Risk in Central Clearing of Derivatives
The financial turmoil of 2008 heightened concerns about derivative securities and brought new regulation to the multi-trillion dollar swaps market. The new rules require that many swaps, which were previously traded bilaterally, now be cleared through central counterparties (CCPs). In “Hidden Illiquidity with Multiple Central Counterparties,” P. Glasserman, C. Moallemi, and K. Yuan investigate features of this new market structure. The authors argue that a CCP’s margin requirements, which are its first line of defense against the default of a swaps counterparty, need to account for the market liquidity of the swaps. They then show that a CCP will underestimate the margin it needs to collect if it fails to account for trades at other CCPs: banks that are members of one CCP are often members of multiple CCPs, so the failure of a clearing member is likely to affect multiple CCPs simultaneously, creating a greater impact than any one CCP might anticipate.

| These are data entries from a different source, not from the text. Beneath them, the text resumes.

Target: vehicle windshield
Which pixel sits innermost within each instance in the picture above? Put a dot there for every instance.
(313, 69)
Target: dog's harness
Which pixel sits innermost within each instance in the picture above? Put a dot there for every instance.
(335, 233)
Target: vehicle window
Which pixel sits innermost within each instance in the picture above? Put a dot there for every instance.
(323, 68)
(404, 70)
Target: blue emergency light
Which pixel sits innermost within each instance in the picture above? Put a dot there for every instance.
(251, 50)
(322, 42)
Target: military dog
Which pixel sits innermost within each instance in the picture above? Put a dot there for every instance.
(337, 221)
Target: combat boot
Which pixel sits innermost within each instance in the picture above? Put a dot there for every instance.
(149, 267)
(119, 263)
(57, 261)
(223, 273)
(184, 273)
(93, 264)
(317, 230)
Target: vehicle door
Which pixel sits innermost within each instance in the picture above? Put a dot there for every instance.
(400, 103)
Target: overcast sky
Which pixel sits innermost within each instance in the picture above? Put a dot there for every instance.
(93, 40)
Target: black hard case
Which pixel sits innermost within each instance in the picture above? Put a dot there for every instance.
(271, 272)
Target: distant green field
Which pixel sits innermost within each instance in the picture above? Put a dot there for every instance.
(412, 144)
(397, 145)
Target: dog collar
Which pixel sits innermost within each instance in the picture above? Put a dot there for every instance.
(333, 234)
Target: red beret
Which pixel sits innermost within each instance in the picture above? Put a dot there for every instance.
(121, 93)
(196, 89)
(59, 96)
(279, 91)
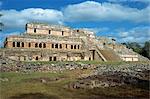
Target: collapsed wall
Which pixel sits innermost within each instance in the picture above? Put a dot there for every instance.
(42, 42)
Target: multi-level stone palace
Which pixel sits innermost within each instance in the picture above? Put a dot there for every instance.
(42, 42)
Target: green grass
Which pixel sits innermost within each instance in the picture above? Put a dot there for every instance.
(21, 83)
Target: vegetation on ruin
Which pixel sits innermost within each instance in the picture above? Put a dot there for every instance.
(143, 50)
(22, 86)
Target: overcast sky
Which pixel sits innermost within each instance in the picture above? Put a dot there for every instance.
(125, 20)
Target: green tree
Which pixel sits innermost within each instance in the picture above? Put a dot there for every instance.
(146, 49)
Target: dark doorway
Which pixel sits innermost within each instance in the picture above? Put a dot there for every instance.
(36, 58)
(50, 58)
(54, 58)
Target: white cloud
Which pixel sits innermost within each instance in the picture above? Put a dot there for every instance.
(15, 19)
(145, 1)
(94, 11)
(137, 34)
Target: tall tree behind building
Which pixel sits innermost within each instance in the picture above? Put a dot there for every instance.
(1, 24)
(146, 49)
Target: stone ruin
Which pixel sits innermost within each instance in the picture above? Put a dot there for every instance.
(42, 42)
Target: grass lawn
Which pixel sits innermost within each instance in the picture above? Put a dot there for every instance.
(30, 86)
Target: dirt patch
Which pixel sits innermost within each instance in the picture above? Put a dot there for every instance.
(43, 79)
(34, 96)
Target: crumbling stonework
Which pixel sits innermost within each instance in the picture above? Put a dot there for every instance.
(42, 42)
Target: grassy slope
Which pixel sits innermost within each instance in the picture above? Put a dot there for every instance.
(20, 83)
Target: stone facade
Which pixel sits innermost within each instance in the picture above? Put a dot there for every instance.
(42, 42)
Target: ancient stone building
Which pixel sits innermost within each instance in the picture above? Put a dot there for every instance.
(42, 42)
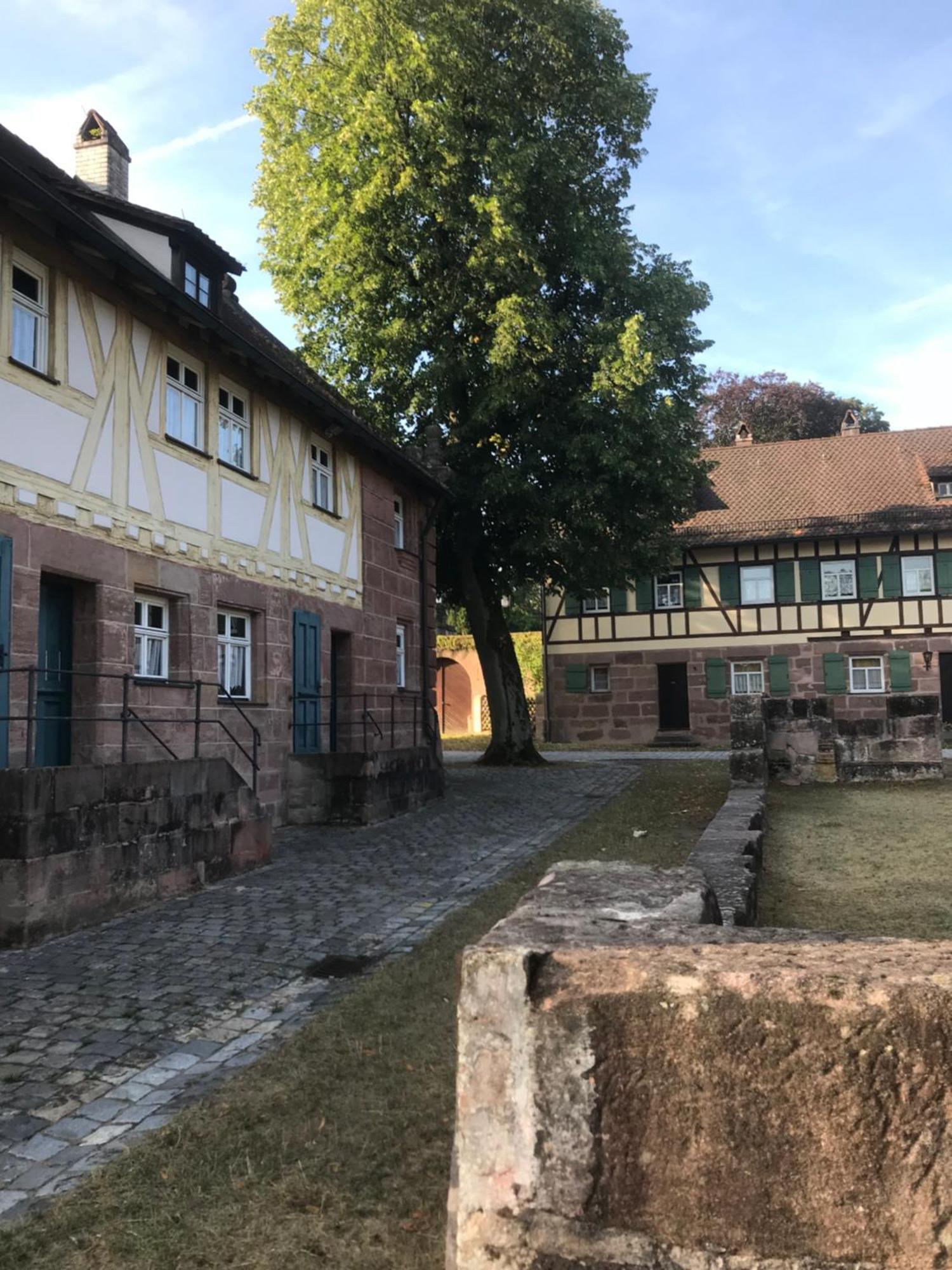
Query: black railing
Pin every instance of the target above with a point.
(129, 717)
(364, 722)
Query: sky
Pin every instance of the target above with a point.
(800, 157)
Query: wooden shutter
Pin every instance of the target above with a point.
(729, 582)
(645, 595)
(892, 573)
(780, 676)
(785, 582)
(869, 572)
(577, 679)
(619, 599)
(692, 587)
(810, 582)
(717, 675)
(835, 672)
(901, 672)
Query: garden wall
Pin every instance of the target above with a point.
(82, 844)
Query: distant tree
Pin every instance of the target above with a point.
(779, 410)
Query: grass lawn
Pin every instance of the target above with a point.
(871, 859)
(334, 1150)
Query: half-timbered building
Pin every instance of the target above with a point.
(818, 567)
(202, 547)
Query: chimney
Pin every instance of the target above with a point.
(102, 158)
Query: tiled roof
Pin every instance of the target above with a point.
(788, 487)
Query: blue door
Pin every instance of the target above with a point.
(55, 681)
(308, 684)
(6, 610)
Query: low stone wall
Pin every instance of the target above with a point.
(82, 844)
(729, 854)
(361, 789)
(642, 1089)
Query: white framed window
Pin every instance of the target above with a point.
(30, 332)
(598, 604)
(838, 580)
(402, 656)
(918, 576)
(323, 478)
(598, 679)
(234, 430)
(152, 645)
(757, 585)
(185, 403)
(670, 591)
(866, 675)
(235, 653)
(197, 284)
(747, 678)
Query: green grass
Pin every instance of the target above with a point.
(869, 859)
(334, 1151)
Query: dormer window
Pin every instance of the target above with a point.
(323, 478)
(197, 284)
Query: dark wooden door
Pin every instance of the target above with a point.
(673, 713)
(308, 684)
(946, 686)
(55, 681)
(6, 612)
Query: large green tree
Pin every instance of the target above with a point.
(444, 191)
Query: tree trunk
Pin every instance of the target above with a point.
(513, 741)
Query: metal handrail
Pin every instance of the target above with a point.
(129, 714)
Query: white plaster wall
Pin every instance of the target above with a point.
(37, 435)
(185, 491)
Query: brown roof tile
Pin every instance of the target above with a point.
(788, 487)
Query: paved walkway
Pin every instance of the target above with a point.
(106, 1033)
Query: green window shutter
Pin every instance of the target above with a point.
(901, 672)
(577, 679)
(729, 581)
(692, 587)
(835, 672)
(869, 571)
(810, 582)
(717, 674)
(892, 577)
(645, 595)
(780, 676)
(785, 584)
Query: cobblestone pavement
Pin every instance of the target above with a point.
(106, 1033)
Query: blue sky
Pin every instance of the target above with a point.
(800, 156)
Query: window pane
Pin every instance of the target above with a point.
(26, 285)
(25, 345)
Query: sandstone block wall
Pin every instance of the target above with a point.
(642, 1089)
(82, 844)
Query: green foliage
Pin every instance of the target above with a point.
(444, 189)
(529, 653)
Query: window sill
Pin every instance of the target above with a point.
(26, 366)
(186, 445)
(234, 468)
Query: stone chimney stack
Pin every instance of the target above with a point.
(102, 158)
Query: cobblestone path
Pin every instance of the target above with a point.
(106, 1033)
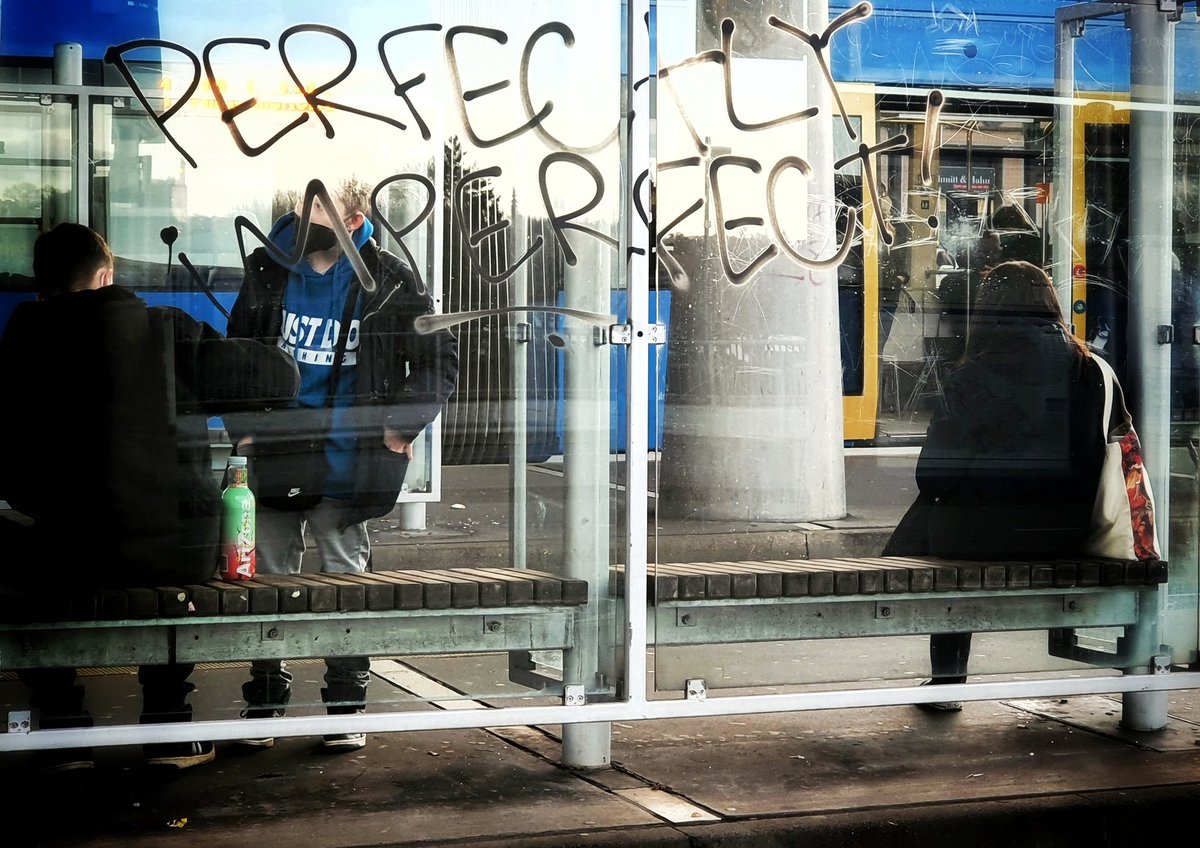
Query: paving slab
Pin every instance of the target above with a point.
(886, 757)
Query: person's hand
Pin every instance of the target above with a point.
(397, 444)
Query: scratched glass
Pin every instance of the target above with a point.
(831, 193)
(487, 133)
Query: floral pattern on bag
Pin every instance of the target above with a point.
(1141, 506)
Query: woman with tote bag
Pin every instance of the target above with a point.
(1012, 461)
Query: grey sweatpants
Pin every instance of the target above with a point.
(279, 549)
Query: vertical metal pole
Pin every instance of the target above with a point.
(586, 468)
(586, 471)
(1151, 148)
(635, 242)
(517, 407)
(1063, 186)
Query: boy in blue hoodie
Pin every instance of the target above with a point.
(369, 384)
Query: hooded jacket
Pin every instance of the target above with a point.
(108, 435)
(401, 382)
(1012, 459)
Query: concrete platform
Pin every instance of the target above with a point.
(1045, 773)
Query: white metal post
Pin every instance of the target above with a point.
(1151, 152)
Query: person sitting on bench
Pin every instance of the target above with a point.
(108, 458)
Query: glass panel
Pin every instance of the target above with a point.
(37, 178)
(485, 136)
(951, 166)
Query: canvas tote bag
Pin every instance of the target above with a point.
(1123, 517)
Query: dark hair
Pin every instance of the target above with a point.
(1012, 295)
(67, 257)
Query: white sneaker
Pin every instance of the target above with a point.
(259, 741)
(345, 741)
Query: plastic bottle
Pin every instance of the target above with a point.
(237, 558)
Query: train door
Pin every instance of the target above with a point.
(984, 202)
(858, 276)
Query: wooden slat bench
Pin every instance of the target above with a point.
(699, 603)
(295, 617)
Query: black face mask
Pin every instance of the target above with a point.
(319, 239)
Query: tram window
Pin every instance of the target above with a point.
(36, 180)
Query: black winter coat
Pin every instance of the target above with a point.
(107, 437)
(1012, 462)
(403, 380)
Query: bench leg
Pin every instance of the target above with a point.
(587, 746)
(1145, 711)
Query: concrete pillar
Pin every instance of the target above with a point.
(754, 415)
(586, 518)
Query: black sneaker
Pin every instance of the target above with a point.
(61, 759)
(179, 755)
(261, 713)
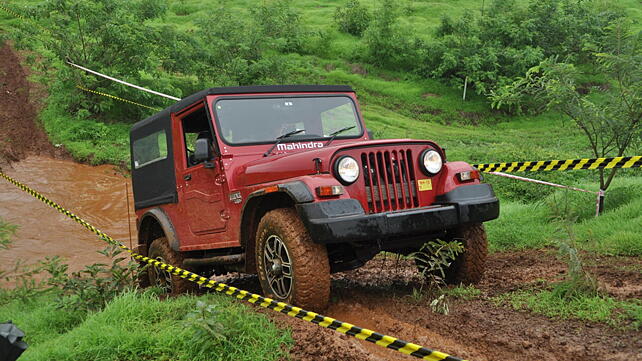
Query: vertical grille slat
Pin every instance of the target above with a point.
(401, 172)
(391, 172)
(391, 180)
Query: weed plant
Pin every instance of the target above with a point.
(433, 260)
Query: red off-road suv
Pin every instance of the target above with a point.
(287, 183)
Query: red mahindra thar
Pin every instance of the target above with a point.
(287, 183)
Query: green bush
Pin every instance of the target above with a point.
(140, 327)
(7, 231)
(387, 42)
(279, 23)
(493, 49)
(353, 19)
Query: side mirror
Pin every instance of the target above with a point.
(203, 152)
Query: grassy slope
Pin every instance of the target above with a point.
(137, 326)
(400, 105)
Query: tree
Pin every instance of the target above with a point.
(610, 120)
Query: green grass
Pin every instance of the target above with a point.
(462, 292)
(534, 225)
(7, 230)
(404, 105)
(602, 309)
(139, 326)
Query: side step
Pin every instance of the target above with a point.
(213, 261)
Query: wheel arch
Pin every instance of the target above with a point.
(258, 204)
(153, 224)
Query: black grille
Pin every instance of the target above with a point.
(390, 180)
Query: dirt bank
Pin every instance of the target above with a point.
(380, 296)
(20, 133)
(95, 193)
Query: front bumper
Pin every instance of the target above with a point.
(344, 220)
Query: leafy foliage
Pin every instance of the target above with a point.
(613, 123)
(353, 19)
(493, 49)
(386, 41)
(433, 260)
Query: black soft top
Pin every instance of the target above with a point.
(258, 89)
(155, 184)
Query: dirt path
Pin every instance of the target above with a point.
(20, 133)
(378, 296)
(95, 193)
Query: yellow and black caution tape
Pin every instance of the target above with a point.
(569, 164)
(117, 98)
(22, 17)
(293, 311)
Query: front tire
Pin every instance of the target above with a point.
(291, 267)
(171, 284)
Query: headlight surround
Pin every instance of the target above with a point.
(431, 162)
(346, 169)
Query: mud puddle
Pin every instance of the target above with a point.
(96, 194)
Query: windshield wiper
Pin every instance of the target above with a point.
(334, 134)
(281, 137)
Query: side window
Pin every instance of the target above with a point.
(150, 149)
(195, 126)
(339, 117)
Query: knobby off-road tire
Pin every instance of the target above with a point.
(468, 267)
(281, 239)
(174, 285)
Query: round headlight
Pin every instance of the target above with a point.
(431, 162)
(347, 170)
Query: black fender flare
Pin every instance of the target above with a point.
(287, 194)
(297, 191)
(158, 215)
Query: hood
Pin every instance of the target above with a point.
(299, 163)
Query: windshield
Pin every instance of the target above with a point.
(262, 120)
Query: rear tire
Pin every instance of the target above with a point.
(468, 267)
(291, 267)
(172, 284)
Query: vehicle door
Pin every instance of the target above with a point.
(203, 185)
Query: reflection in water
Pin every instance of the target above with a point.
(96, 194)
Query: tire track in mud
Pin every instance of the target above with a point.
(377, 296)
(98, 193)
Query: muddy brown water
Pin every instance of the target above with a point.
(377, 296)
(96, 194)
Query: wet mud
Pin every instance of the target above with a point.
(377, 296)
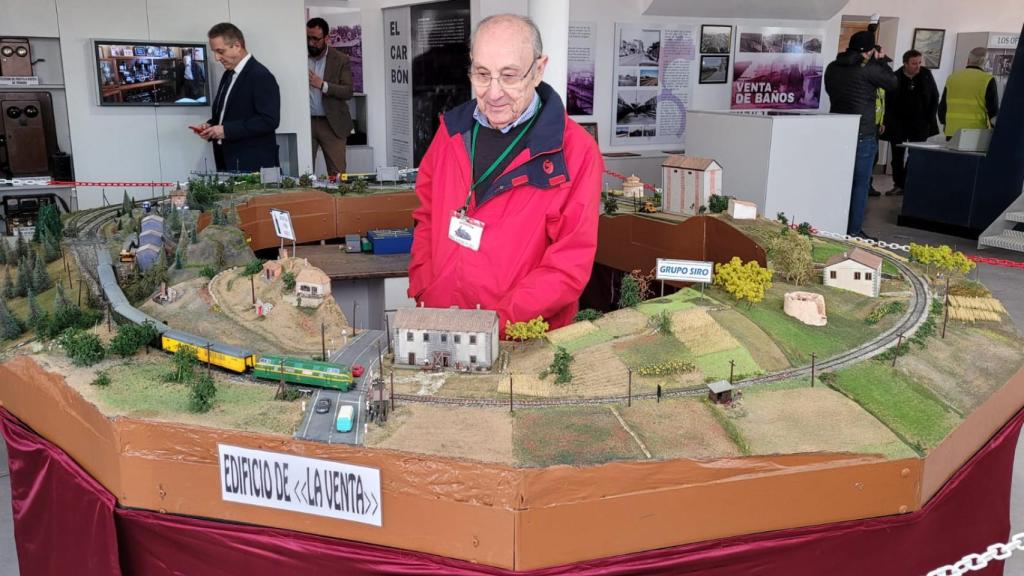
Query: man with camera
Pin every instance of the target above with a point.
(852, 82)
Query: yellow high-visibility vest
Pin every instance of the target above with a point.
(966, 99)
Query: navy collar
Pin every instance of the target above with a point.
(546, 135)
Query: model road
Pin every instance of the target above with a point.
(321, 427)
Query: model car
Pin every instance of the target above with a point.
(344, 421)
(323, 406)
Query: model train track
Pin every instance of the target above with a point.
(911, 320)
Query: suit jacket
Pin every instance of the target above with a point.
(251, 116)
(338, 75)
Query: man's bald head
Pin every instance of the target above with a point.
(529, 31)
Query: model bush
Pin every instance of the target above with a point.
(791, 256)
(940, 258)
(201, 394)
(130, 337)
(184, 361)
(102, 379)
(883, 310)
(521, 331)
(744, 282)
(289, 279)
(255, 265)
(718, 203)
(84, 348)
(587, 315)
(560, 366)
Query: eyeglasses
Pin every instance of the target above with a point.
(506, 80)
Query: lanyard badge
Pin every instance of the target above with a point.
(465, 231)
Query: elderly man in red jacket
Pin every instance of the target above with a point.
(509, 191)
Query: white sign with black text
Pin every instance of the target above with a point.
(298, 484)
(283, 223)
(684, 271)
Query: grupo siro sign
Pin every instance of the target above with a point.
(300, 485)
(684, 271)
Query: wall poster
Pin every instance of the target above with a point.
(580, 88)
(652, 83)
(426, 60)
(777, 69)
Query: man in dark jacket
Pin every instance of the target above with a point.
(852, 82)
(246, 109)
(910, 112)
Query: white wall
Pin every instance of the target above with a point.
(155, 144)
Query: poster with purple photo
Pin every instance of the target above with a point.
(777, 69)
(348, 39)
(580, 88)
(346, 35)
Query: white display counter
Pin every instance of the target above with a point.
(801, 164)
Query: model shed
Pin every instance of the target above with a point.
(857, 271)
(445, 337)
(688, 183)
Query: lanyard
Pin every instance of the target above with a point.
(472, 155)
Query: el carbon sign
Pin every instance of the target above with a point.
(300, 485)
(684, 271)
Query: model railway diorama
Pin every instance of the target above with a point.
(825, 370)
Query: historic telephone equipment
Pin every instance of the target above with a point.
(15, 56)
(27, 134)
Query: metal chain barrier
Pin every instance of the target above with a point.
(973, 562)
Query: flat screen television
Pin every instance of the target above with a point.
(131, 73)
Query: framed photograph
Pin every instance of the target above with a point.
(591, 127)
(714, 70)
(929, 42)
(716, 39)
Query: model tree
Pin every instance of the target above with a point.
(791, 256)
(560, 366)
(24, 278)
(126, 204)
(9, 290)
(745, 282)
(9, 326)
(41, 280)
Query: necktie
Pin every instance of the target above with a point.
(218, 103)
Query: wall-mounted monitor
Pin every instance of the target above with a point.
(132, 73)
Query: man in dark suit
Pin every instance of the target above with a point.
(330, 87)
(246, 109)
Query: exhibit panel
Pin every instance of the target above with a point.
(798, 164)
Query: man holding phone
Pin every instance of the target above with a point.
(246, 110)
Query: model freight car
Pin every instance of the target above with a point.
(297, 371)
(218, 354)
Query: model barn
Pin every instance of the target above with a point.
(445, 337)
(857, 271)
(688, 182)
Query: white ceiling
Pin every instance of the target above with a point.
(777, 9)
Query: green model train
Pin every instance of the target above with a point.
(299, 371)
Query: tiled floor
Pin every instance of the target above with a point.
(1006, 284)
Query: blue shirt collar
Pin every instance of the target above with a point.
(530, 111)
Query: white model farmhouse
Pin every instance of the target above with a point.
(688, 182)
(856, 271)
(445, 337)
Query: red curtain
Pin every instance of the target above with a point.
(66, 523)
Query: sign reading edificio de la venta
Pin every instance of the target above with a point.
(299, 484)
(684, 271)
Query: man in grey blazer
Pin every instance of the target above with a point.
(330, 87)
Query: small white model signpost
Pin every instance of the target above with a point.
(684, 271)
(283, 227)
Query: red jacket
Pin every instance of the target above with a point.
(540, 217)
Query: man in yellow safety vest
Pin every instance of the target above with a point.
(970, 98)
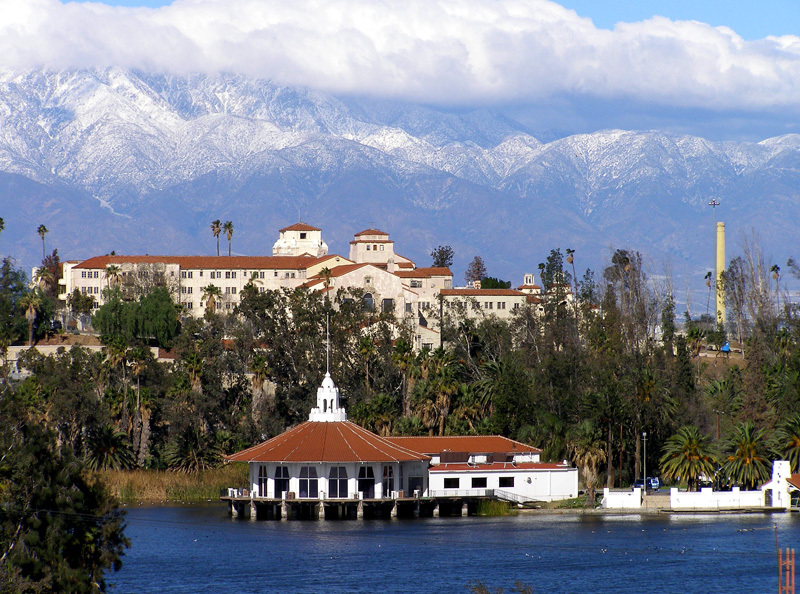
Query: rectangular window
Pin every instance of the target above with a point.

The Mathematics of Sharing Large Risk
One lesson learned from the financial crisis is the inadequacy of stand-alone risk assessment for financial or insurance/reinsurance companies. The way how financial agents are connected, either directly through contractual relationships or indirectly through joint exposures to certain risk sources, can severely affect the overall risk of the financial system or insurance market. In “Risk in a Large Claims Insurance Market with Bipartite Graph Structure,” O. Kley, C. Klüppelberg, and G. Reinert employ bipartite random networks to model exemplarily the market structure of risk sharing between reinsurance companies. The mathematical model itself as well as the developed methodology with relevant examples is also interpretable in a framework of common asset holdings from a portfolio management point of view. The specific nature of losses in the reinsurance sector suggests the use of heavy-tailed probability distributions which differ much from the widely known Gaussian distribution, so that extremely large losses can happen with non-negligible probability. Risk is assessed for individual reinsurance companies, for subsystems of companies as well as for the whole reinsurance market using the classical Value-at-Risk approach (as well as the Conditional Tail Expectation) applied to the joint distribution of catastrophe risks as well as the—possibly stochastic—market structure.